In 1994, while living in P.E.I. as single mother, Reilly, associating with the wrong crowd, was convicted of shoplifting. She served a few days of a one-week sentence.
In 2004, while in Thunder Bay, Ont., during an alcohol-fuelled argument with an abusive boyfriend, Reilly slapped her partner. She was convicted of assault and served nine days.
She moved on, working as a waitress, bartender and in retail. Eventually, she moved back to Halifax.
Recently, Reilly took a one-year medical administration program, but she couldn’t complete the course’s required eight-week placement.
Why? Her criminal record. The same record that keeps derailing her job-finding attempts.
Reilly looked into a federal pardon — called a record suspension — and discovered she still had outstanding, quarter century-old restitution orders for about $2,000 related to her shoplifting that would have to first be repaid.
Restitution is an important principle. But as Elizabeth Fry Society executive director Emma Halpern told SaltWire, let’s not forget that for lower-income individuals, finding $2,000 can seem insurmountable.
When an individual is sincerely trying to become a more productive member of society but, due to their financial circumstances, cannot make restitution before applying for a pardon, should redemption be priced out of their reach?
Canada’s justice system has long been criticized for unequal access based on an accused’s financial worth.
Fortunately for Reilly, her story moved two anonymous donors to pay off her debt, along with the $631 fee to apply for a record suspension.
But it may still take years to actually get that pardon.
Federal regulations stipulate a five-year wait for pardons for summary offences, although a Quebec court last spring reduced that to three years.
So, Reilly would be 50 before a criminal record based on minor offences committed when about 20 (shoplifting) and about 30 (slap assault) could be expunged.
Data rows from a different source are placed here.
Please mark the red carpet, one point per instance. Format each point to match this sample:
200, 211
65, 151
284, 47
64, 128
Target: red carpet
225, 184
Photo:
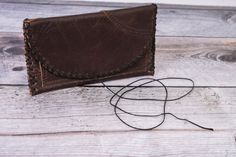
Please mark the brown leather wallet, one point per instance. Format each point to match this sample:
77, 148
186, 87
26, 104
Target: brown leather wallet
75, 50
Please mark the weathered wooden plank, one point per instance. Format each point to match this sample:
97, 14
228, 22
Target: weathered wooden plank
87, 109
170, 22
132, 144
210, 62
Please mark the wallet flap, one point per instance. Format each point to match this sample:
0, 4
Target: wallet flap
91, 45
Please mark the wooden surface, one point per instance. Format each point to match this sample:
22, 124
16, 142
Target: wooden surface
195, 43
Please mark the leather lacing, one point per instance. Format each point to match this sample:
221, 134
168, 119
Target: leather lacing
120, 94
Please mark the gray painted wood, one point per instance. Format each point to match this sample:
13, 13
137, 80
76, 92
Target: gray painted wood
210, 62
87, 109
122, 144
170, 22
80, 122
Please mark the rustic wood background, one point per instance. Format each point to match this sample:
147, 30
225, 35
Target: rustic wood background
199, 43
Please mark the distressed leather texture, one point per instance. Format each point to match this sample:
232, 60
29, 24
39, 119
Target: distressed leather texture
75, 50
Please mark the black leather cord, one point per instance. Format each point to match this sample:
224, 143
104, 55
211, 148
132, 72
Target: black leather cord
121, 92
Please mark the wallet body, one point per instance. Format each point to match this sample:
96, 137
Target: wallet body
75, 50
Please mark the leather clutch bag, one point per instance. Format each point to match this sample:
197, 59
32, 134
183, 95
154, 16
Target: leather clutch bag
75, 50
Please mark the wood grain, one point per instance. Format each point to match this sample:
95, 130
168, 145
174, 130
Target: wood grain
170, 22
87, 109
131, 144
209, 61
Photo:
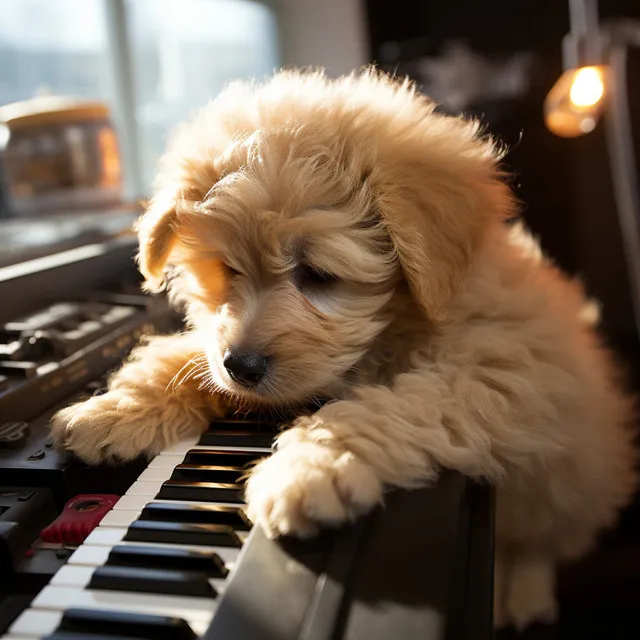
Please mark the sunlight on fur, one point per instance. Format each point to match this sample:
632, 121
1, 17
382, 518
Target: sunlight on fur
341, 239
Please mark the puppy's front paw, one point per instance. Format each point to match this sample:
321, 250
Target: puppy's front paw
107, 428
305, 485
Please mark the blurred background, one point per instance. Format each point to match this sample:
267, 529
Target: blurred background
89, 90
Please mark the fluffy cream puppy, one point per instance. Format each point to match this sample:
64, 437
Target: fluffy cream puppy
341, 239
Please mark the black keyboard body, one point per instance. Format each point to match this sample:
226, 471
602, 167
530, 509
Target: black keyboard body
421, 567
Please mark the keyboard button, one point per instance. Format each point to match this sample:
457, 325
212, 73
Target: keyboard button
179, 583
171, 512
123, 624
210, 535
206, 562
200, 491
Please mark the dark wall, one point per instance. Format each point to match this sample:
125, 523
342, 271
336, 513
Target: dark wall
564, 185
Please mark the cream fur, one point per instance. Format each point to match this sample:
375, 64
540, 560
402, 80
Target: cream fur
446, 338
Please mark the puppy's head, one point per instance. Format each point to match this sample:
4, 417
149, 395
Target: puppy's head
293, 210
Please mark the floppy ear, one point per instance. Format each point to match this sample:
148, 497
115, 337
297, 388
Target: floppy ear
156, 237
437, 209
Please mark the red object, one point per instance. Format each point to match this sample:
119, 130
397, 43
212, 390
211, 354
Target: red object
80, 516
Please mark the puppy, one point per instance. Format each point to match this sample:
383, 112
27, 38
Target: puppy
341, 239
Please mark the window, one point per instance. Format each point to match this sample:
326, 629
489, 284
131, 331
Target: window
152, 61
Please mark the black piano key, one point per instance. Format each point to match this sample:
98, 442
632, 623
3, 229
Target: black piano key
25, 370
217, 457
83, 635
207, 562
44, 319
178, 583
210, 535
205, 514
240, 423
123, 624
236, 438
200, 491
208, 473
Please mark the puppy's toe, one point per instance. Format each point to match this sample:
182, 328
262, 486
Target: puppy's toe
105, 428
306, 485
357, 483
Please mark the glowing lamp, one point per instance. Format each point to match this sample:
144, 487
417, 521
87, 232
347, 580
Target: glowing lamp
575, 103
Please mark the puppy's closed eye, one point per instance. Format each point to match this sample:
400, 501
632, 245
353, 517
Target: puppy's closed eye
230, 271
307, 277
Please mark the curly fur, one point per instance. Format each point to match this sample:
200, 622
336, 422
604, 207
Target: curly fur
446, 339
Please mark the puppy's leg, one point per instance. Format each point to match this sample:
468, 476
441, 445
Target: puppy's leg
151, 402
332, 466
502, 564
530, 591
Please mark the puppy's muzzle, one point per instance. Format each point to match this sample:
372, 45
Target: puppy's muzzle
246, 369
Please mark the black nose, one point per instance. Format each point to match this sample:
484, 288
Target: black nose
245, 368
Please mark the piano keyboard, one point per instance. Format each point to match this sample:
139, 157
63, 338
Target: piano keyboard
159, 562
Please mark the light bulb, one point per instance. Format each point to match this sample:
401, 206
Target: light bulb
587, 87
574, 104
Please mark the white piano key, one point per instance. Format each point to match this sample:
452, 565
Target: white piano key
131, 503
119, 518
72, 576
145, 488
88, 554
198, 612
169, 462
35, 622
105, 536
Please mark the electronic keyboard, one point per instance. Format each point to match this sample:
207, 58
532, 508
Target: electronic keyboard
176, 557
163, 548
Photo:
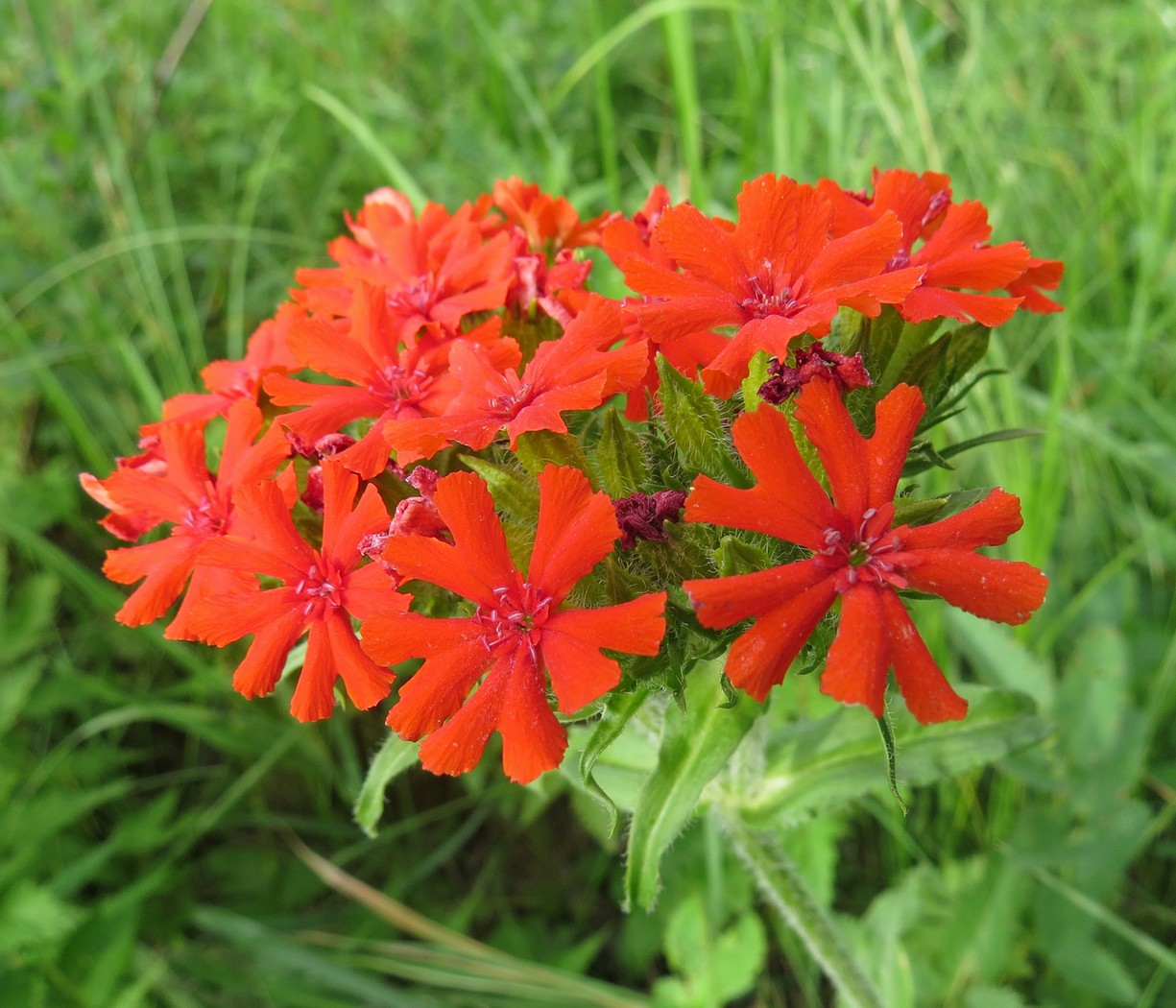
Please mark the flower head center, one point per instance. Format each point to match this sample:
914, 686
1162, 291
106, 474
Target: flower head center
207, 517
862, 558
517, 614
417, 298
319, 591
398, 387
508, 403
766, 298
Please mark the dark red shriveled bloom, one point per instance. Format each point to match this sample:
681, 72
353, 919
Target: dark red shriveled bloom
856, 555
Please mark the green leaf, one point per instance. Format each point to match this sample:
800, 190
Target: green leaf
618, 708
33, 920
935, 369
756, 375
999, 658
694, 422
695, 747
541, 448
394, 757
783, 886
816, 766
911, 512
1009, 434
890, 344
716, 968
514, 492
620, 458
736, 557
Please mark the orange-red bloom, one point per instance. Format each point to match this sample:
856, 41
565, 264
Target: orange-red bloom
856, 555
550, 223
518, 636
437, 268
322, 590
200, 506
952, 247
386, 379
775, 276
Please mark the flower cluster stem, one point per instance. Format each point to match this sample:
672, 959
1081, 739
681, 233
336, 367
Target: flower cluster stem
782, 884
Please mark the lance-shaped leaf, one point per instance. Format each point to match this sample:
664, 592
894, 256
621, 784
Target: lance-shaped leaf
816, 766
620, 458
394, 757
618, 708
695, 746
538, 449
516, 492
939, 366
696, 426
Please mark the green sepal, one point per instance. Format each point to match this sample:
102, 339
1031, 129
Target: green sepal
924, 512
890, 343
620, 458
756, 375
892, 763
394, 757
734, 555
541, 448
817, 766
616, 711
516, 492
531, 329
695, 747
940, 365
695, 424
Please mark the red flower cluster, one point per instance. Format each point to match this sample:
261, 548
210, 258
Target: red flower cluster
799, 253
856, 555
474, 327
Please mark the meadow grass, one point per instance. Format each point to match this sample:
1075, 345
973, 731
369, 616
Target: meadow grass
165, 167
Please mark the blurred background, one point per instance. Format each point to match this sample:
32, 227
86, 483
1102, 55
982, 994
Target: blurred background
165, 167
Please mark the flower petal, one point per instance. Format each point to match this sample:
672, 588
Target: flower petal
855, 672
576, 529
533, 741
895, 420
723, 601
1005, 590
366, 683
928, 694
314, 696
456, 746
843, 450
759, 658
266, 658
438, 689
989, 522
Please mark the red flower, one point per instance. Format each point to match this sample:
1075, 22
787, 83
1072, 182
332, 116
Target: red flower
550, 223
322, 590
952, 251
386, 380
228, 381
856, 555
518, 634
774, 276
435, 268
574, 372
200, 506
1040, 273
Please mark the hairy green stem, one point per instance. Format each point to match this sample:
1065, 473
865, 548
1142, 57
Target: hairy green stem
782, 884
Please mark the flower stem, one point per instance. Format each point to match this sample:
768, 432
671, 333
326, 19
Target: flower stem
782, 884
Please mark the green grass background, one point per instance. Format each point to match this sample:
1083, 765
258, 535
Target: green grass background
163, 167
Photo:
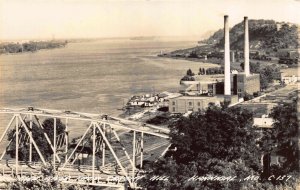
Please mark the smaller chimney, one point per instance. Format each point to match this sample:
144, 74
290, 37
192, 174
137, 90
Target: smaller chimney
227, 84
246, 47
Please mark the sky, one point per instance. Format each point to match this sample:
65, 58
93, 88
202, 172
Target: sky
47, 19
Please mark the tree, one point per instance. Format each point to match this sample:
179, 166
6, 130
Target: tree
214, 142
282, 140
38, 136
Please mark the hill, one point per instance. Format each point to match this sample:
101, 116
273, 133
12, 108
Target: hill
263, 34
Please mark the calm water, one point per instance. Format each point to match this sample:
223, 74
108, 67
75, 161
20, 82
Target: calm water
90, 77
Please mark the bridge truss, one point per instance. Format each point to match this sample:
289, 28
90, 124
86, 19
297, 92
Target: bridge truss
113, 148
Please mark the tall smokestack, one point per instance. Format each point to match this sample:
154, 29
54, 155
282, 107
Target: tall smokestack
246, 47
227, 84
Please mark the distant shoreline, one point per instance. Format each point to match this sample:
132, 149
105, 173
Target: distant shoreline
11, 48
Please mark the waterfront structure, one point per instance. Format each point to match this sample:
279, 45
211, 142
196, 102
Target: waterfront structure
185, 104
230, 87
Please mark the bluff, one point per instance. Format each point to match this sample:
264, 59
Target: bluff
263, 34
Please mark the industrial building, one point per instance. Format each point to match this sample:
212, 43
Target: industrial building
231, 87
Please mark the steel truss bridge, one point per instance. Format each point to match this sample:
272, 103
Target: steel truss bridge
117, 147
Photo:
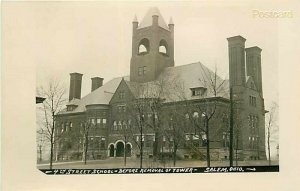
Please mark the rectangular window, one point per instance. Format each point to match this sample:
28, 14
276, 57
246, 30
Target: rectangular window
200, 91
98, 120
140, 71
252, 101
93, 121
122, 95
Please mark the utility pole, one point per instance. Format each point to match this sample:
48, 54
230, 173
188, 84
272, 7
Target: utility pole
231, 131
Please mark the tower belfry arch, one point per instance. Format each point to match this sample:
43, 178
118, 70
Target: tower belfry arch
152, 46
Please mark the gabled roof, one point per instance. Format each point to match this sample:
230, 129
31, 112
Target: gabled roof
147, 20
173, 84
101, 95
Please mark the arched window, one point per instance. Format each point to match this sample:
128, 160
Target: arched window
144, 46
115, 125
163, 47
71, 125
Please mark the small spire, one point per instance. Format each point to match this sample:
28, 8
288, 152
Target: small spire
135, 19
171, 21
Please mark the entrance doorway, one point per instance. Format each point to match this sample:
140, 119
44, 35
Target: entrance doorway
111, 150
120, 149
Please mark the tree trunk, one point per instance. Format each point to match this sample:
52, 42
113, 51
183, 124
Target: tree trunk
269, 151
207, 144
174, 154
236, 150
85, 149
51, 141
125, 151
142, 147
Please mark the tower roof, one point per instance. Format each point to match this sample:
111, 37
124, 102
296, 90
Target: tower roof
147, 20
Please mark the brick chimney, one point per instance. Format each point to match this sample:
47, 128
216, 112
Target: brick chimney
236, 46
96, 82
253, 63
75, 86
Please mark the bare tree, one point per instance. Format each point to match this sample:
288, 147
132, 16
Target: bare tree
85, 130
272, 127
41, 143
54, 92
209, 107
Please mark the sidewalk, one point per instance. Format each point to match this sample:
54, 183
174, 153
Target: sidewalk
135, 163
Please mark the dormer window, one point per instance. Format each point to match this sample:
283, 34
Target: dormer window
122, 95
200, 91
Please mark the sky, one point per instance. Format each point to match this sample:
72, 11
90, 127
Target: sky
94, 38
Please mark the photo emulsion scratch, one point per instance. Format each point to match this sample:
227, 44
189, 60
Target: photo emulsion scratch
162, 117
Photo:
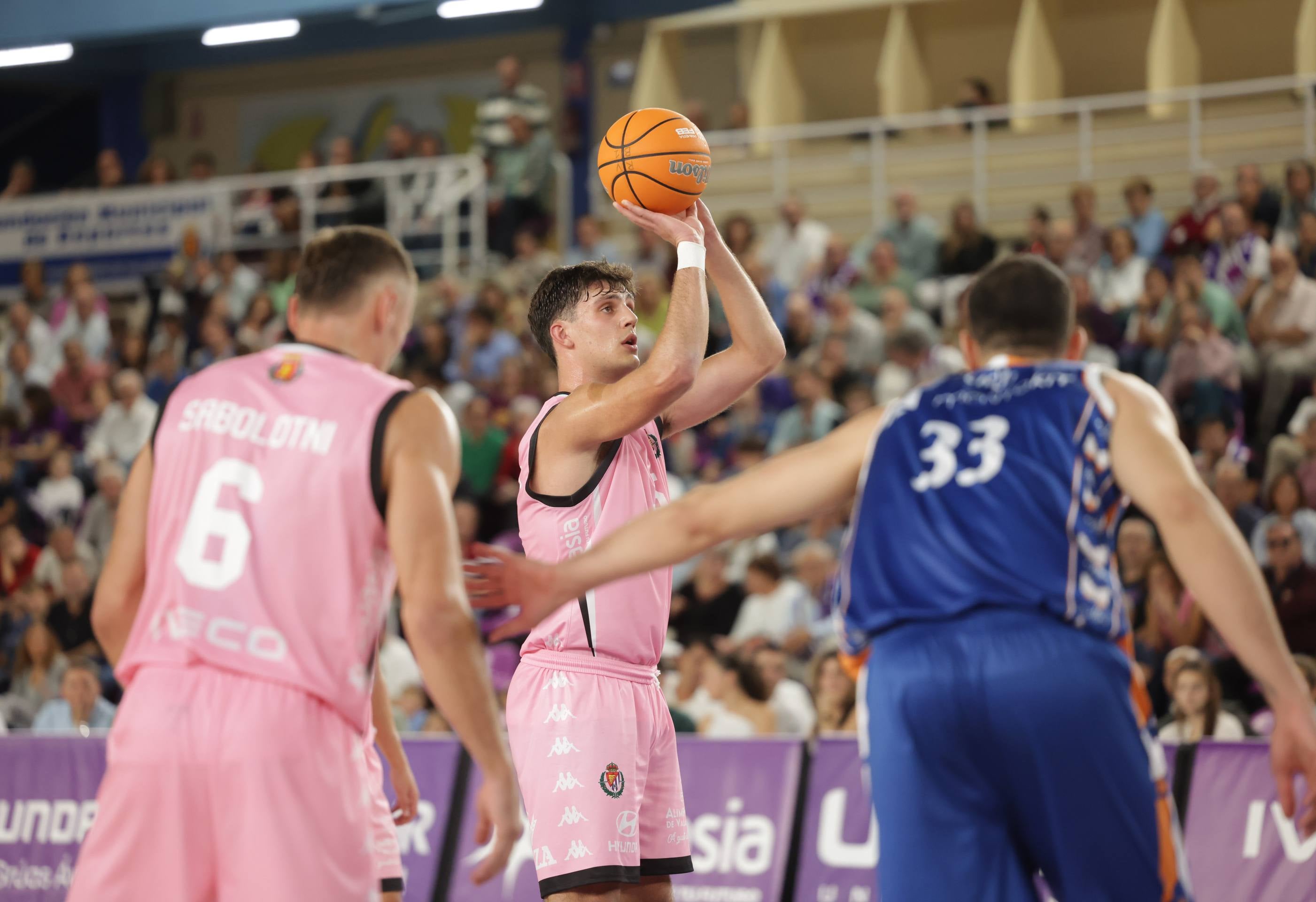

In the interim, her criminal record would continue to block her access to the career for which she trained.
That seems a disproportionately harsh penalty for crimes for which she long ago served her time, and for which restitution has now been made.
Reilly is receiving legal assistance to challenge the situation, but it’s unclear if the Parole Board of Canada has the legal discretion to waive that at-least-three-year wait.
Ottawa ought to re-examine the status quo concerning pardons for summary offences, with an eye to giving the Parole Board more flexibility to fairly deal with the circumstances of individual cases.
Reilly can hardly be the only person now being hurt by what seem overly rigid and counterproductive rules.